Lars Harms zu TOP 10+30 - Gesetz zur Errichtung eines Sondervermögens „Transformationsfonds des Landes Schleswig-Holstein“; Einrichtung eines Transformationsfonds des Landes Schleswig-Holstein (Drs. 20/1590; 20/1589)

Wir alle wollen ein nachhaltiges, umweltfreundliches, lebenswertes Schleswig-Holstein. Dazu müssen wir unter anderem auf die Herausforderungen des Klimawandels reagieren. Nicht nur für uns jetzt und heute, sondern auch für unsere Nachfolgegenerationen. Da sind wir uns ja alle einig. Insofern hat die SPD-Fraktion hier wirklich umfangreiche Vorarbeit geleistet und anhand zahlreicher Maßnahmenvorschläge dargelegt, wie hoch der öffentliche Investitionsbedarf bis 2030 wäre, um die für 2040 gesetzten Klimaziele zu erreichen. Ich werde nun nicht alle Maßnahmen einzeln kommentieren können, aber allein dieses Engagement und die Arbeit sind aller Ehren wert und verdienen Dank und Lob – sowohl an die SPD-Fraktion gerichtet, als auch an all die zu Rate gezogenen Expertinnen und Experten. Wie gesagt, die Maßnahmenvorschläge treffen an und für sich größtenteils sicherlich auf breite Zustimmung. Woran es hakt, ist der Finanzierungsvorschlag: Ein weiteres kreditfinanziertes „Sondervermögen“, was nichts anderes wäre als ein unberechenbarer Schattenhaushalt, ist der falsche Weg und zudem – wie letzte Woche vom Bundesverfassungsgericht geurteilt – offiziell verfassungswidrig.

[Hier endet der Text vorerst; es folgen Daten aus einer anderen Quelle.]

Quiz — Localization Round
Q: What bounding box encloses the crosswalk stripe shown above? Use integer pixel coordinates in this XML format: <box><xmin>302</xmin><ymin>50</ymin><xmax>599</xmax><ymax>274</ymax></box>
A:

Wir müssen uns auch immer wieder aufs Neue anschauen, was sozialverträglich umsetzbar ist und was wir als Land überhaupt leisten können und müssen. Ein Beispiel aus dem Maßnahmenkatalog: Die Wärmenetze. Wärmenetze sind als einer der zentralen Faktoren zur Erreichung der Wärmewende von der Bundesregierung beschlossen worden und es ist derzeit eine jährliche Förderung in Höhe von 800 Millionen Euro vorgesehen. Die Stadtwerke und Kommunen sagen, dass das nicht ausreicht. Warum aber sollte nun das Land vorauseilend „hier“ rufen, wenn es um die Finanzierung geht? Zuständig ist der Bund, der die Wärmewende und derartige konkrete Maßnahmen ja beschlossen hat. Das Land hat definitiv andere Aufgaben! Und das ist nur ein Beispiel dafür, wo wir den Bund nicht so einfach aus seiner Verantwortung lassen sollten. Hier geht es nicht nur ums Prinzip, sondern natürlich auch um die jeweilige Haushaltssituation. 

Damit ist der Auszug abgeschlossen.